Sepertinya benar apa yang Via katakan. Dia jadi tidak mengurus dirinya. Apa kamu benar-benar tidak menginginkan perpisahan kita? Tapi setiap kali aku teringat saat dulu aku tidak bisa berjalan, hatiku masih terasa sakit.
Setelah kepergian Rani ke kamar mandi. Harry langsung membuka matanya dengan sempurna. Dia hanya terdiam dengan menatap pintu kamar mandi. Hatinya sedikit mencelos mendapatkan sikap dingin Rani.
Rani, apa yang harus aku lakukan agar bisa kembali bersama kamu seperti dulu. Aku sengaja menjual rumah itu, agar bisa melupakan setiap kenangan pahit yang ada di sana. Aku bekerja siang malam, berusaha memenangkan tender demi tender, agar bisa mengumpulkan uang untuk membeli rumah yang di samping rumah Dave.

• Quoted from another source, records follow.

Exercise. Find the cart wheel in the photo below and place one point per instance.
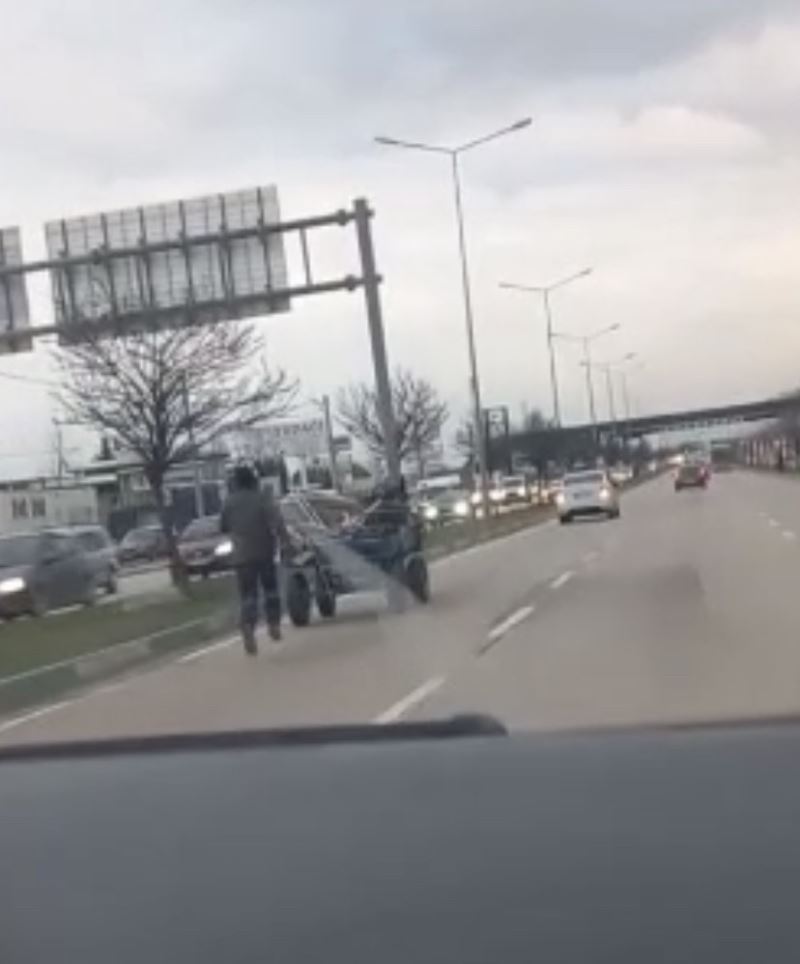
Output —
(298, 600)
(396, 592)
(326, 603)
(417, 579)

Karena aku tahu, saat kamu berada di dekat Sevia, kamu bisa jadi diri kamu sendiri.
Saat Harry larut dalam lamunannya, terdengar suara pintu kamar mandi yang terbuka. Dia pun segera ambil posisi tertidur kembali. Harry ingin tahu apa yang akan Rani lakukan padanya.
Nampak Rani keluar dari kamar mandi dengan handuk kimono yang membalut tubuhnya dan handuk kecil tergulung di kepalanya. Sepertinya ibu hamil itu telah membersihkan dirinya dengan mandi besar. Membuat sisa-sisa air yang menetes di rambutnya terlihat membasahi belahan dadanya.
Perlahan Harry meneguk ludahnya pelan. Sudah lama sekali dia tidak menyentuh tubuh wanita. Meskipun di sana kehidupannya bebas. Tetapi dia tidak ingin mengkhianati pernikahannya lagi. Sehingga, setiap hari selalu menyibukkan diri dengan pekerjaan.
__ADS_1
Sementara Rani yang mengira Harry tidur pulas, dia perlahan menurunkan handuk kimono. Rani mengelus perutnya lembut setelah dia memakai pakaian dalam. Lalu ibu hamil itu tersenyum lembut sambil melihat ke arah perutnya.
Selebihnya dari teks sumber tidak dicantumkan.